Pues bien, examinado cuanto hemos referido a la luz de la normativa y jurisprudencia de aplicación al supuesto enjuiciado, podemos ya anticipar la suerte desestimatoria del recurso si tenemos en cuenta, además de la doctrina legal más atrás referida, el criterio de interpretación que ha de regir en la materia que nos ocupa, que aparece recogido en la sentencia del Tribunal Supremo de 12/11/2002 , que al respecto dijo lo siguiente : " --- en relación con el problema que nos ocupa importa recordar que la Sala 1ª del Tribunal Supremo -ocupándose precisamente de la adquisición de la nacionalidad por residencia y de los requisitos que ésta ha de reunir, tiene dicho que mantener un criterio amplio o permisivo en esta materia sería contrario a la «ratio legis» del precepto regulador de esta forma de adquisición de la nacionalidad ( STS, Sala 1ª, de 19 de septiembre de 1988 ). Y si esto es así, es patente que la libertad estimativa del juzgador se halla indudablemente más restringida ---. La citada sentencia de la Sala 1ª de este Tribunal Supremo bien rotundamente declara que esa interpretación extensiva del precepto regulador de la adquisición de la nacionalidad por residencia debe rechazarse porque «podría suponer la apertura de un peligroso y siempre recusable portillo al fraude de ley». Así, textualmente, se expresa la Sala de lo civil de este Tribunal Supremo.

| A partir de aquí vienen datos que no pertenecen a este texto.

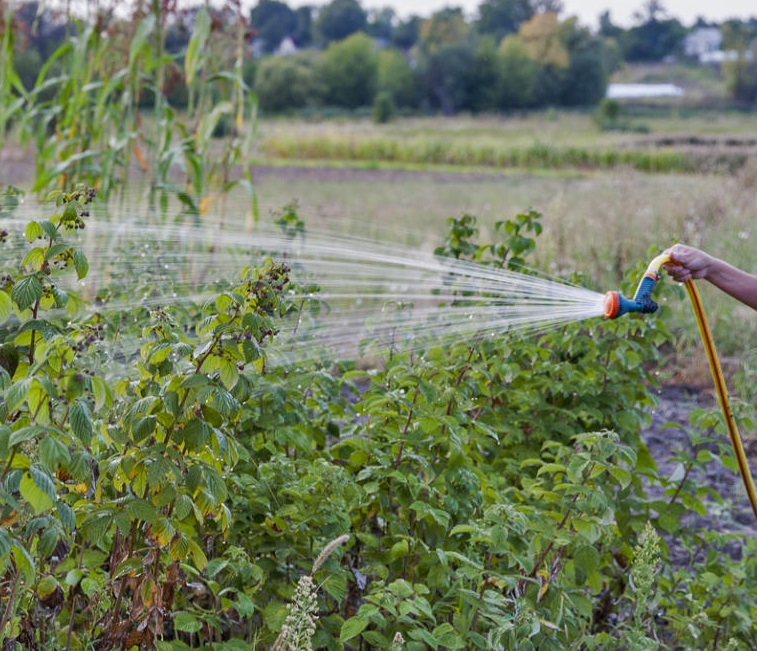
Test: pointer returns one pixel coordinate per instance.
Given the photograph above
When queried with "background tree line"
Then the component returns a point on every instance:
(515, 54)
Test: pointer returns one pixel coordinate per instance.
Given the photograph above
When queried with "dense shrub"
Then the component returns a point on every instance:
(487, 494)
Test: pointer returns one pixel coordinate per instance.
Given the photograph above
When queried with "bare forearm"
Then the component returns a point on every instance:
(735, 282)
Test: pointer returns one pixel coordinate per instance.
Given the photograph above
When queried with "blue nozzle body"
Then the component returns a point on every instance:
(617, 305)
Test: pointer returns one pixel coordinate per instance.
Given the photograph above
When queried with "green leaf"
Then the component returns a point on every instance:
(129, 566)
(38, 497)
(622, 475)
(81, 264)
(352, 628)
(24, 562)
(33, 231)
(399, 550)
(66, 515)
(26, 291)
(25, 434)
(53, 453)
(102, 393)
(81, 421)
(141, 510)
(6, 306)
(195, 433)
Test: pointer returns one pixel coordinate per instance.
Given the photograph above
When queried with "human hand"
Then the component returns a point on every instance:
(687, 263)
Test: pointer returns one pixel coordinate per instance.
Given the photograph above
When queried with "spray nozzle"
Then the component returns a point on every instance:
(616, 304)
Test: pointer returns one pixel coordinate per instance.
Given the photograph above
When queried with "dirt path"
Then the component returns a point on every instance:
(735, 514)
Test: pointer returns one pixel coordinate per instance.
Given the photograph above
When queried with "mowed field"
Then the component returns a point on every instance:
(600, 222)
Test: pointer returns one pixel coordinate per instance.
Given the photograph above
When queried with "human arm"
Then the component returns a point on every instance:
(687, 263)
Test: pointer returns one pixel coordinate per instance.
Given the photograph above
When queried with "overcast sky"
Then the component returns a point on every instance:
(588, 11)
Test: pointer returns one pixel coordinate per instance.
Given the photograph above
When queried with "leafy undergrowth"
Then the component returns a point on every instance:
(484, 495)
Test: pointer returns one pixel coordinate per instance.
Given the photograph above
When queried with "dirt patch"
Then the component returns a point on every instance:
(734, 515)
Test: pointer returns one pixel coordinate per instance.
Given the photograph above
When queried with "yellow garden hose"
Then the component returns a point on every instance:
(616, 304)
(720, 388)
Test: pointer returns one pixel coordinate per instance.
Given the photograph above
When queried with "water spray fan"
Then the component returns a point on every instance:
(616, 305)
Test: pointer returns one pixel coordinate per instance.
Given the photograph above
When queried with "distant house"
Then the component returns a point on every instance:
(286, 47)
(702, 43)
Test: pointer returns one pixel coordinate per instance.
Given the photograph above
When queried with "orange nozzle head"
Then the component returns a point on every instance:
(612, 305)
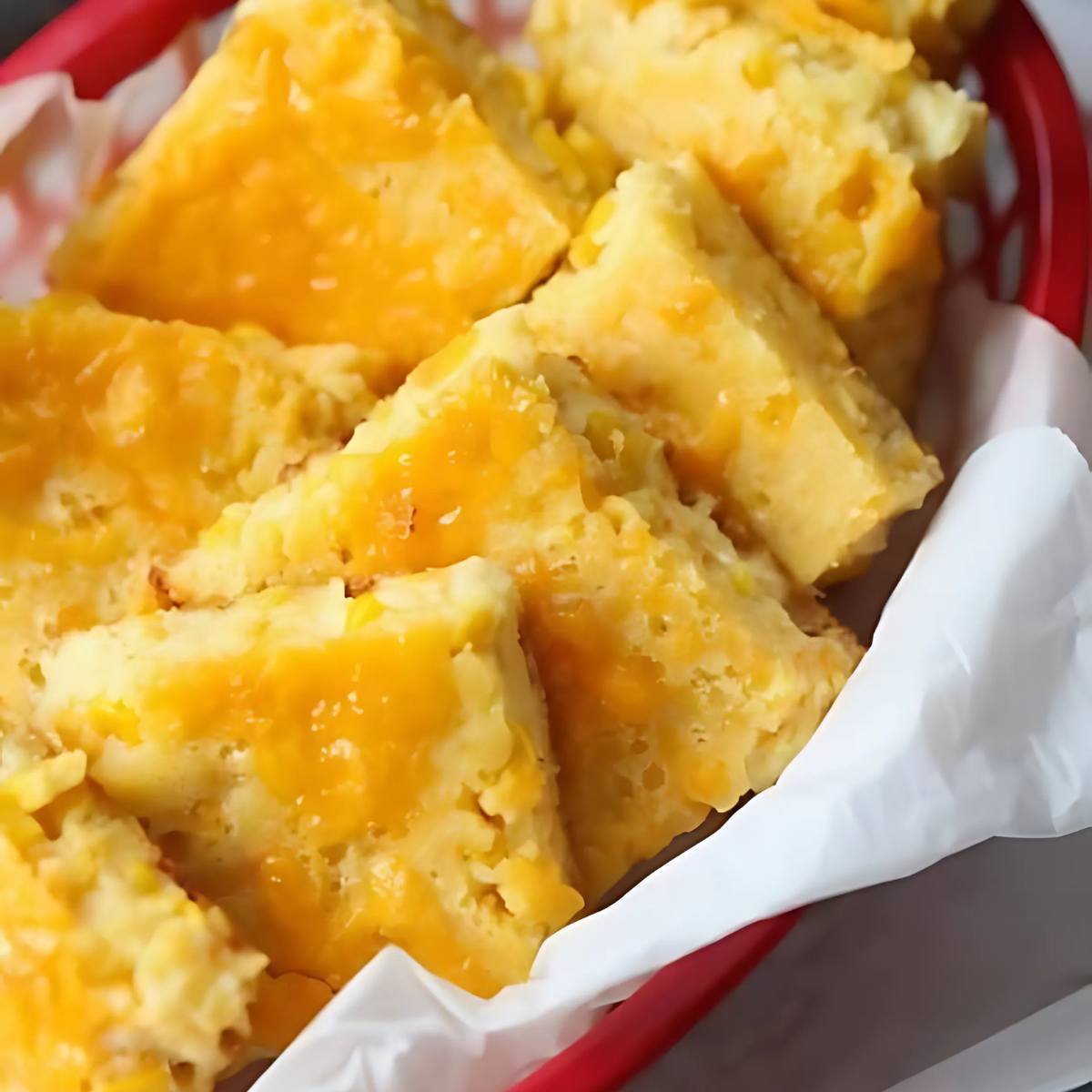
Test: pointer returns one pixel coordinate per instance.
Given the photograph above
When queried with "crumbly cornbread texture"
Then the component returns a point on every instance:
(833, 141)
(675, 308)
(339, 170)
(939, 28)
(337, 774)
(123, 438)
(678, 674)
(112, 980)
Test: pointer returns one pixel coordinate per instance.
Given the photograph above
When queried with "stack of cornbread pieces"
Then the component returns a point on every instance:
(416, 490)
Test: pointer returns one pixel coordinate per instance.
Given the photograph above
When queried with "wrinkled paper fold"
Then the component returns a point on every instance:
(966, 719)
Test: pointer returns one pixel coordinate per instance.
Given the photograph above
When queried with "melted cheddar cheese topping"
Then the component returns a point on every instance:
(337, 774)
(677, 310)
(121, 438)
(834, 142)
(678, 674)
(339, 170)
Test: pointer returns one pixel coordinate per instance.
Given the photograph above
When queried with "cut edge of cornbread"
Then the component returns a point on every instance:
(459, 196)
(114, 977)
(456, 853)
(591, 527)
(128, 435)
(674, 307)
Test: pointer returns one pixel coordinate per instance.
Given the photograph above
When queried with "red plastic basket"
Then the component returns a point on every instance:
(99, 43)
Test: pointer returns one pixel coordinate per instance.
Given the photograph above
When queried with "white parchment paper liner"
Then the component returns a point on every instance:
(970, 716)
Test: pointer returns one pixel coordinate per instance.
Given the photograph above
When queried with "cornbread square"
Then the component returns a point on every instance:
(339, 170)
(939, 28)
(336, 774)
(121, 438)
(833, 141)
(677, 310)
(110, 978)
(678, 674)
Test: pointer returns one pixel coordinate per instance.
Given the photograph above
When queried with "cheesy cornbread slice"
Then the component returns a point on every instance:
(337, 774)
(112, 980)
(123, 438)
(834, 142)
(675, 308)
(939, 28)
(339, 170)
(678, 674)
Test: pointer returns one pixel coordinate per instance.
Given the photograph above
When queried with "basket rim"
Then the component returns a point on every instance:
(1024, 82)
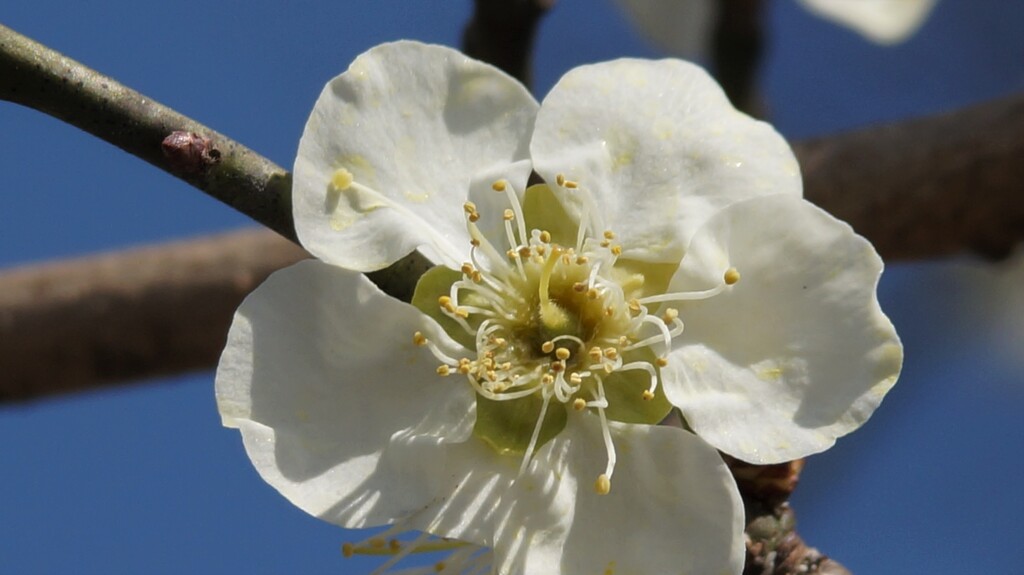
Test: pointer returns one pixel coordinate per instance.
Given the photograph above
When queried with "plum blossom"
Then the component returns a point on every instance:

Y con esto estamos diciendo que ese criterio restrictivo que inspira el fundamento de la sentencia impugnada que hemos transcrito está en perfecta sintonía con esa doctrina de la Sala de instancia".

El escrito de demanda no niega que la recurrente no cumpla el requisito de la residencia legal en España, si bien preconiza una interpretación flexible ex artículo 3.1 del Código Civil de la normativa reguladora de la adquisición de la nacionalidad española por residencia en función de las circunstancias que concurren en la interesada. Sin embargo la pretensión de la demanda no resulta asumible. La interesada nace en Marruecos, no se discute que le era legalmente exigible un plazo de residencia legal en España de 10 años, reside legalmente en territorio español desde el 15-9-2006 y se presenta la solicitud de nacionalidad el 7-9-2011, de donde que sea llano que al solicitar la nacionalidad española la demandante no cumplía el requisito de la residencia legal en España a los fines pretendidos. Este requisito de la residencia legal tiene un carácter reglado, tasado, y es indisponible, sin que resulte admisible su modulación por el aplicador del Derecho en función de las circunstancias concurrentes cual pretende la recurrente pues aparece perfectamente definido en la ley, que no contempla excepciones, sino distintas situaciones a las que resultan de aplicación diferentes plazos, sin prevenir reservas o excepciones a los mismos, por lo que acoger la tesis de la actora supondría simplemente incumplir los preceptos de la ley sin cobertura alguna para ello, con lo que dicho está que el planteamiento de la demanda no puede prosperar.

En definitiva, y por mor de cuanto antecede, se impone la desestimación del actual recurso.

CUARTO.- Al desestimarse el recurso procede la imposición de las costas a la parte actora ( artículo 139.1 de la LJ ).

Fallo

1) Desestimar el recurso.

2) Confirmar los actos recurridos.

3) Imponer a la parte actora las costas del proceso.

Esta sentencia es susceptible de recurso de casación, que deberá prepararse ante esta Sala en el plazo de 30 días contados desde el siguiente al de su notificación; en el escrito de preparación del recurso deberá acreditarse el cumplimiento de los requisitos establecidos en el artículo 89.2 de la Ley de la Jurisdicción justificando el interés casacional objetivo que presenta.

Así por esta nuestra sentencia, testimonio de la cual se remitirá, junto con el expediente administrativo, a su oficina de origen para su ejecución, lo pronunciamos, mandamos y firmamos.

D. FRANCISCO DIAZ FRAILE Dª ISABEL GARCÍA GARCÍA BLANCO Dª LUCÍA ACÍN AGUADO

Dª ANA MARÍA SANGÜESA CABEZUDO

PUBLICACIÓN.-

Una vez firmada y publicada la anterior Sentencia es entregada en esta Secretaría para sunotificación, expidiéndose certificación literal de la misma para su unión a autos.